Les conditions dans lesquelles la première demande d’aide médicale de l’État peut être déposée est aménagée jusqu’au 31 juillet 2020. En outre, les personnes dont le droit à l’aide médicale de l’État arrive à expiration entre le 12 mars 2020 et le 31 juillet 2020 bénéficient d’une prolongation de leur droit de trois mois à compter de sa date d’échéance.

L’article 2 de l’ordonnance du 25 mars 2020 s’applique notamment aux bénéficiaires de l’allocation aux adultes handicapés (AAH) et ses compléments de ressources, de l’allocation d’éducation de l’enfant handicapé (AEEH) et ses compléments, de la carte mobilité inclusion, de la prestation de compensation du handicap (PCH).

Les bénéficiaires de ces droits dont l’accord sur ceux-ci expire entre le 12 mars et le 31 juillet 2020 ou a expiré avant le 12 mars mais sans renouvellement à cette date bénéficient d’une prolongation de la durée de cet accord d’une durée de six mois à compter de la date d’expiration de cet accord ou à compter du 12 mars s’il a expiré avant cette date. Cette prolongation est renouvelable une fois par décret, sans nouvelle décision de la commission des droits et de l’autonomie des personnes handicapées (CDAPH) ou, le cas échéant, du président du conseil départemental.

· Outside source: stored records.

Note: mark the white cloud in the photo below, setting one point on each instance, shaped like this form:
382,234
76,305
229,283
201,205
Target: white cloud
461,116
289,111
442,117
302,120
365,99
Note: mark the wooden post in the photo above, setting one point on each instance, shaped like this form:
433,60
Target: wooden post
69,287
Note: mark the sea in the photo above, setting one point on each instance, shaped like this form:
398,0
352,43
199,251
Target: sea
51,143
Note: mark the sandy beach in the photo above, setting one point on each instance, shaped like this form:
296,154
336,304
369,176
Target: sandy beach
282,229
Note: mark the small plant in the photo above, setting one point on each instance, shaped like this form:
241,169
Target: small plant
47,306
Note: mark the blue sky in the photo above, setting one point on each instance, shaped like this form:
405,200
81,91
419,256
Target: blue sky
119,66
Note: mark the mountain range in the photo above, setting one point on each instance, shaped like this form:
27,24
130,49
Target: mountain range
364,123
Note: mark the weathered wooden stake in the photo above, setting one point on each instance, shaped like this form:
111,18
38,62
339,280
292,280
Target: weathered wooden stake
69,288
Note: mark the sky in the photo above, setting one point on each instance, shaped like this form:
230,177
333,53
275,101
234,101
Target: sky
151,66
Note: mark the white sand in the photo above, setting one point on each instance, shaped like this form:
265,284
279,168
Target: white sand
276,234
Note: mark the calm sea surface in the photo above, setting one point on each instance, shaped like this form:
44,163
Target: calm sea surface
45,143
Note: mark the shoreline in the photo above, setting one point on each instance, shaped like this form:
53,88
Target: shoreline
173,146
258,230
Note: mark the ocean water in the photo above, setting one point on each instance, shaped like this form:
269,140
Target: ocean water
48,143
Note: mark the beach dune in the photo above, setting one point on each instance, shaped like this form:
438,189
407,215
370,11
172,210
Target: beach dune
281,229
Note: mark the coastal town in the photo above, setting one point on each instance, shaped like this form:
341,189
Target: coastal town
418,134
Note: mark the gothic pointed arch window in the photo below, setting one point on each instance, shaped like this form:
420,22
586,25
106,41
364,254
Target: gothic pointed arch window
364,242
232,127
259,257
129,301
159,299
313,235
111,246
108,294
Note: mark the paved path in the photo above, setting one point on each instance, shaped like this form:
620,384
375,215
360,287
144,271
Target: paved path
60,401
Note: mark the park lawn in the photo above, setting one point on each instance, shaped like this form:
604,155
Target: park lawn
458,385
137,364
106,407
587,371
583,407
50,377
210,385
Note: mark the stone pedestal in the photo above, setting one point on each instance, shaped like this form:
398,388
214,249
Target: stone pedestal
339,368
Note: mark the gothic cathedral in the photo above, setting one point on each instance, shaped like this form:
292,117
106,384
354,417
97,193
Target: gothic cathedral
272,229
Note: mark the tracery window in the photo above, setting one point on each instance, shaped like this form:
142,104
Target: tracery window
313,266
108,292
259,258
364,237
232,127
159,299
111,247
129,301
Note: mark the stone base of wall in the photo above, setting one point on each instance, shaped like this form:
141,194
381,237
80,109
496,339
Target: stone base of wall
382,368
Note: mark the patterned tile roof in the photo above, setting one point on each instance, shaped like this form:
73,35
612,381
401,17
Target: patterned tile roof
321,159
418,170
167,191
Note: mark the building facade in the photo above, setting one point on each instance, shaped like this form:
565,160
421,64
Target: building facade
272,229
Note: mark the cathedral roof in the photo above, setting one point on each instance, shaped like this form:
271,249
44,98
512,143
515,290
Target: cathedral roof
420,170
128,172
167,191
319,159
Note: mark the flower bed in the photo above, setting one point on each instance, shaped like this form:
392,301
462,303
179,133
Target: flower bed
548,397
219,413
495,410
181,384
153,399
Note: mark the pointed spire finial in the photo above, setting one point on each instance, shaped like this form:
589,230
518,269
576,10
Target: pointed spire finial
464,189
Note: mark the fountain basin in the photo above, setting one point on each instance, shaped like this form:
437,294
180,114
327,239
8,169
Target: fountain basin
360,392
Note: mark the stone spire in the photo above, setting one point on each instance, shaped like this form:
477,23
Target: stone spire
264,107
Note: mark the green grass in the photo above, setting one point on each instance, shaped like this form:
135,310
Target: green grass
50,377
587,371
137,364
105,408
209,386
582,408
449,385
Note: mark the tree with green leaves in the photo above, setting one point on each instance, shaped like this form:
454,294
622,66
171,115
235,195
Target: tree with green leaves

Par ailleurs, les droits à l’allocation adulte handicapé (AAH) et à l’allocation d’éducation de l’enfant handicapé (AEEH) qui arriveraient à échéance seront automatiquement prorogés de six mois.

De la même manière, les droits à la complémentaire santé solidaire et de l’aide au paiement d’une assurance complémentaire de santé dont le bénéfice expirera au cours des prochains mois seront prolongés de 3 mois.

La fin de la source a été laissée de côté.